501, 502, 503, 504 in fig. 5.

According to the method and the device, the current target image is cut by using the affine transformation parameter information of the previous frame image, the search range is narrowed, and the algorithm efficiency is improved. In addition, the cut image is input into the VGG-16 network to calculate the feature and then input into the RPN network, so that the repeated calculation of feature extraction is avoided, and the algorithm efficiency is improved. In addition, during the pooling operation, convolution kernels with different sizes and shapes are applied to preliminarily simulate the deformation of the target, and the target position can be accurately extracted. In the present application, the features output by the highest layer of the network are used as semantic models, and affine transformation results are used as spatial models, which form complementary advantages, because the features of the highest layer contain more semantic information and less spatial information. Furthermore, the above-described multitask loss function including affine transformation parameter regression optimizes network performance.

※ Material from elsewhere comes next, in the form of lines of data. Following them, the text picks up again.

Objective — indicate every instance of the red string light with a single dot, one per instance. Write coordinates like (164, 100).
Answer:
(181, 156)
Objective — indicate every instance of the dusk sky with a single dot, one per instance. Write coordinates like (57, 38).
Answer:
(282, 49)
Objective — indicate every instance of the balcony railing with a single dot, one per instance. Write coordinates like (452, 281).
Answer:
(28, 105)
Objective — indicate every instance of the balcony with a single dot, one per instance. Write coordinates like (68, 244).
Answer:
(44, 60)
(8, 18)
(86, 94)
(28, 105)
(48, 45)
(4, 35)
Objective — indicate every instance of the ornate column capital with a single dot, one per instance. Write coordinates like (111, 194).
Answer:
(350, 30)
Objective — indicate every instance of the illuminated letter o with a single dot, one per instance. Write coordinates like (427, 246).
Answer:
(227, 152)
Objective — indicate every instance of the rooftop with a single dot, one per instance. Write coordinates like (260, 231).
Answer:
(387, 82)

In the above-mentioned pedestrian tracking system, the candidate regions obtained from the RPN network are regions of multiple shapes and positions where the target object in the current frame exists, and furthermore, the step 5 pools the features of the multiple target candidate regions by using multiple convolution kernels of different sizes to obtain multiple regions of interest for the target object.

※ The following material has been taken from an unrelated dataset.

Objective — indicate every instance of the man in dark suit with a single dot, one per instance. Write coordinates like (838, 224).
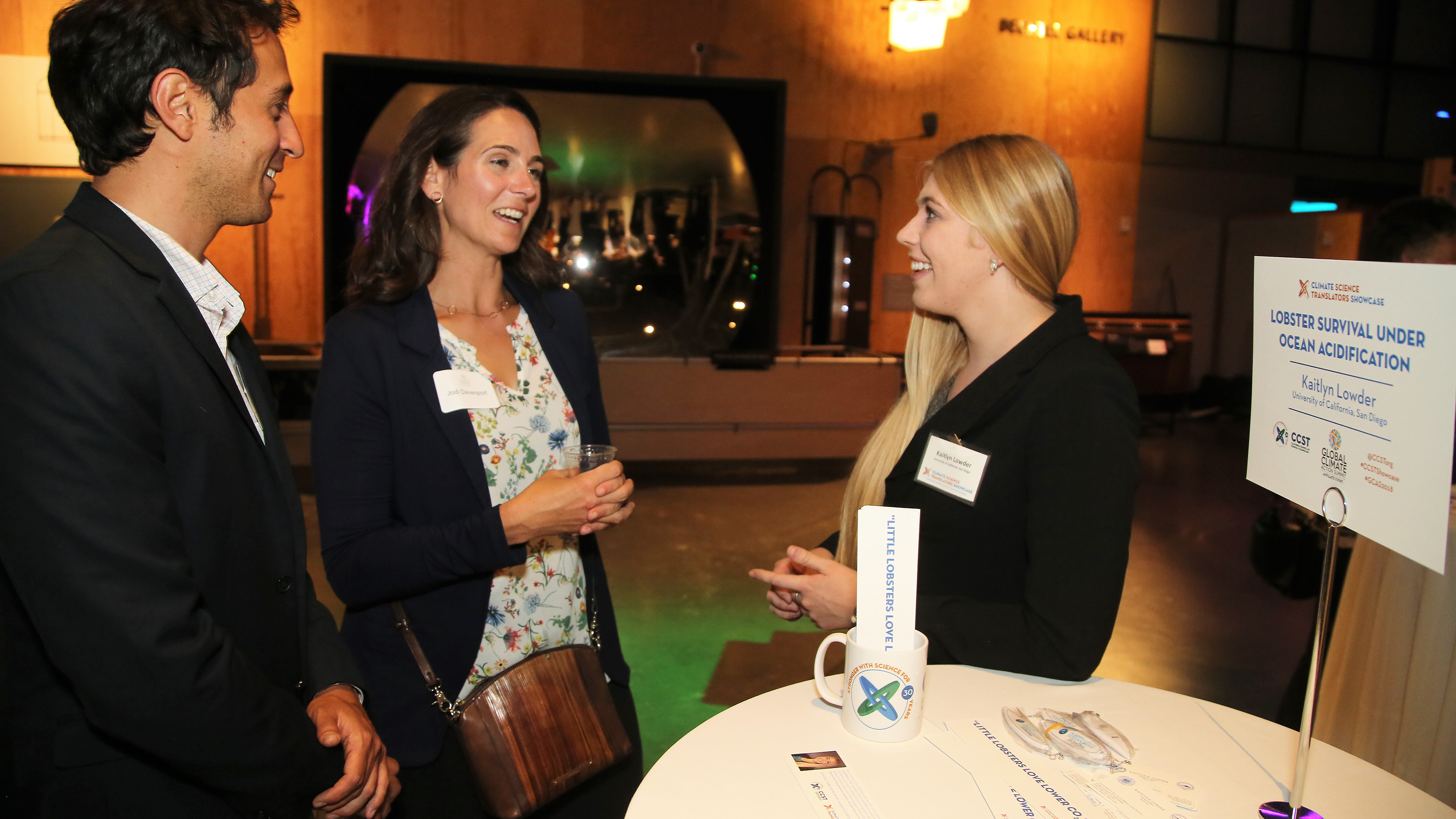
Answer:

The foregoing description is only exemplary of the preferred embodiments of the disclosure and is illustrative of the principles of the technology employed. It will be appreciated by those skilled in the art that the scope of the invention in the embodiments of the present disclosure is not limited to the specific combination of the above-mentioned features, but also encompasses other embodiments in which any combination of the above-mentioned features or their equivalents is made without departing from the inventive concept as defined above. For example, the above features and (but not limited to) technical features with similar functions disclosed in the embodiments of the present disclosure are mutually replaced to form the technical solution.

Claims

1. A pedestrian tracking system, characterized by: comprising a memory and a processor;

the memory is used for storing computer executable instructions;

2. A pedestrian tracking method implemented by the pedestrian tracking system of claim 1, comprising the steps of:

and step 3: adjusting the determined target frame into a fixed size, inputting the fixed size into a pre-trained VGG-16 network, acquiring a candidate feature map of the target frame in the current frame, and designing a loss function;

3. The pedestrian tracking method according to claim 2, wherein the target candidate region in step 4 is a region in which a plurality of shapes and positions of the target object in the current frame exist simultaneously.

4. A pedestrian tracking method according to claim 2, wherein said plurality of convolution kernels of different sizes in step 5 comprises three convolution kernels for describing different deformations of said target object roughly.